It’s that time of year. Not just the holidays but marketing planning season. Financial marketers across the country are all doing the same thing: analyzing data, putting budgets into spreadsheets, crafting strategies and tactics and developing a calendar of marketing events and activities.

Most of this information is put into the form of a formal marketing plan. Some type of 20-page or more document containing data, activities, dates and an assortment of other vital information. But do people outside the marketing team read it? I hate it to break it to you but most executives probably just skim your marketing plan. And if they are reading it line by line they might just be doing it to catch your typos.

So what if you presented your plan this year in a more unique way? Something to grab their attention?

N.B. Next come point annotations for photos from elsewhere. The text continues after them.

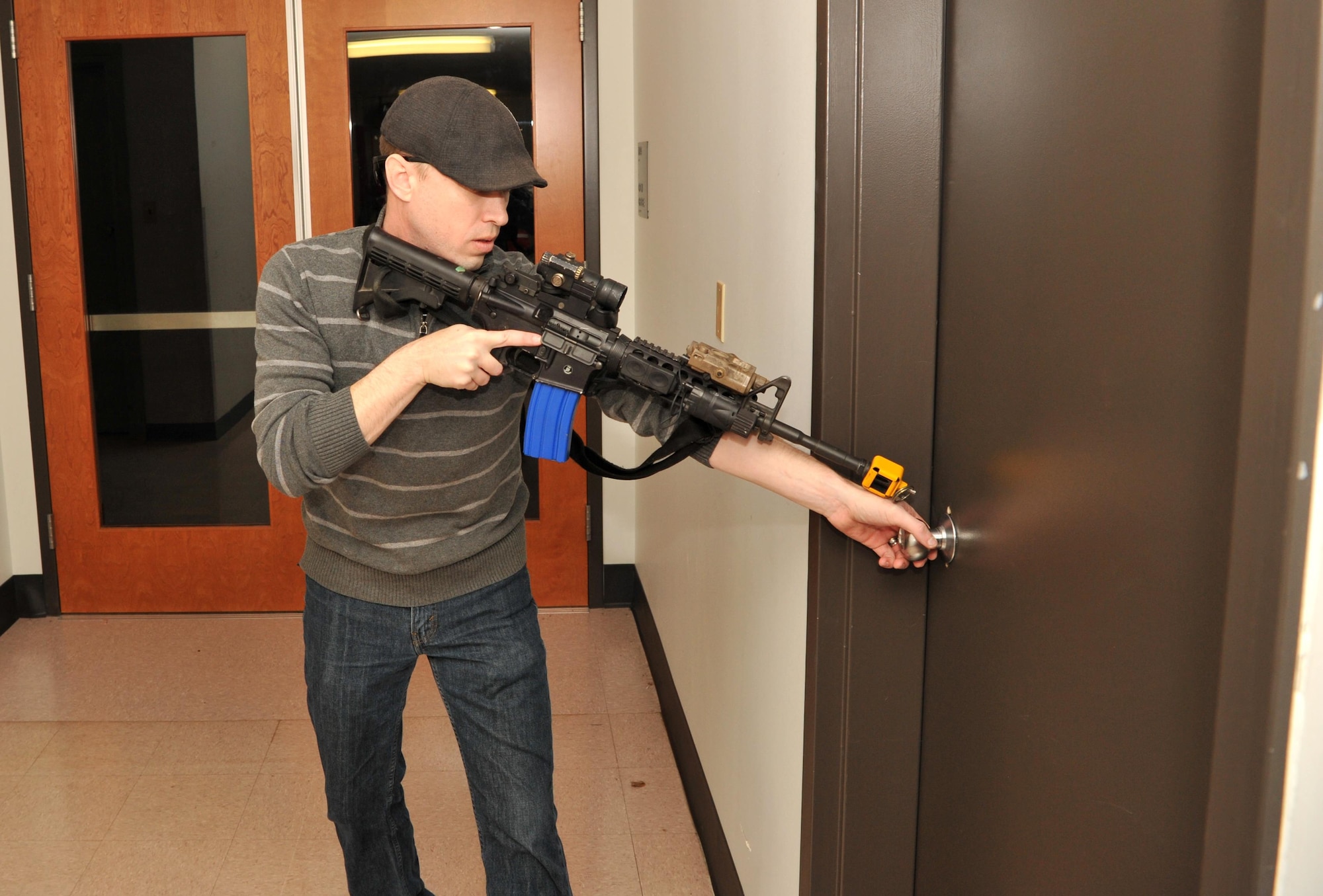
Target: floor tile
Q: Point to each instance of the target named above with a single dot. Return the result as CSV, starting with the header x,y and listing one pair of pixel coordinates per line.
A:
x,y
429,746
628,681
641,741
440,805
153,869
317,870
183,808
22,742
284,808
99,749
63,807
567,633
656,801
671,865
212,749
453,866
44,869
576,684
583,742
256,869
603,865
424,698
591,803
294,749
613,627
144,669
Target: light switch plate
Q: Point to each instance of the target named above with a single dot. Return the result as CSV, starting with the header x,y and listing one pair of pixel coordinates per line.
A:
x,y
644,179
722,311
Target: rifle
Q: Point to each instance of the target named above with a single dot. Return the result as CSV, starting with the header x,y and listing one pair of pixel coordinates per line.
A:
x,y
575,309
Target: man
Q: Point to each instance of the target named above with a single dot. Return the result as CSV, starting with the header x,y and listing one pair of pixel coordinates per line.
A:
x,y
403,438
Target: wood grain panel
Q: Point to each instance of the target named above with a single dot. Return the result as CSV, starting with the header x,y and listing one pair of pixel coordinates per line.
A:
x,y
158,569
556,544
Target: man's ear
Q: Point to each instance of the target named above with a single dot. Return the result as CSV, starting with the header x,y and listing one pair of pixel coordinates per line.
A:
x,y
402,180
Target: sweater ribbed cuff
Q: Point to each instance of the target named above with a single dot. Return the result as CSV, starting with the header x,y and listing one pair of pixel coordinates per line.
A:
x,y
334,428
704,454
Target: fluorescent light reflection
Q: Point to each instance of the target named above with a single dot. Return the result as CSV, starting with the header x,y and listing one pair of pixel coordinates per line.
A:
x,y
423,44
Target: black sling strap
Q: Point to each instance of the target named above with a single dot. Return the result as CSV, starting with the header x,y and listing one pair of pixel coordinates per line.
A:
x,y
689,438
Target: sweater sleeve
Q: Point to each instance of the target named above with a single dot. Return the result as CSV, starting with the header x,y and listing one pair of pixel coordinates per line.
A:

Rather than giving executives or board members the traditional written plan, here are a few ways to make presenting your marketing plan a little more engaging:

  • Use visuals. For example, use pictures for campaigns, results, strategic initiatives, etc. rather than just words and numbers. You could almost do this like presenting your marketing plan on Instagram.
  • In similar fashion, use MEMEs. Those could be humorous yet also informative (and highly effective).
  • Look for ways to incorporate video into presenting your plan. Turn your three major marketing initiatives into three posts for Vine.
  • Use a domino game. For example, when you present the marketing plan make a long line of dominos in the shape of an “S” representing the word “success.” Then knock the first domino down and watch as the rest fall into place. Then pick up those first few dominos and make the point that here are the first 3-4 dominos you feel must fall into place for the rest of the marketing plan to succeed. Emphasize that if these dominos fall then everything else at your financial institution will succeed as well. For example, that first domino might illustrate a brand project/initiative, a loan promotion or member/customer penetration efforts.
  • Boil your marketing plan down into one 140-character tweet. Less is best.

Using these methods does not mean you won’t have that formal written marketing plan. You will still issue it as some type of documentation with all the necessary details. But rather than just presenting the plan, look for a way to make it visual.

We are marketers—let’s use some of our creativity when presenting our plans this year.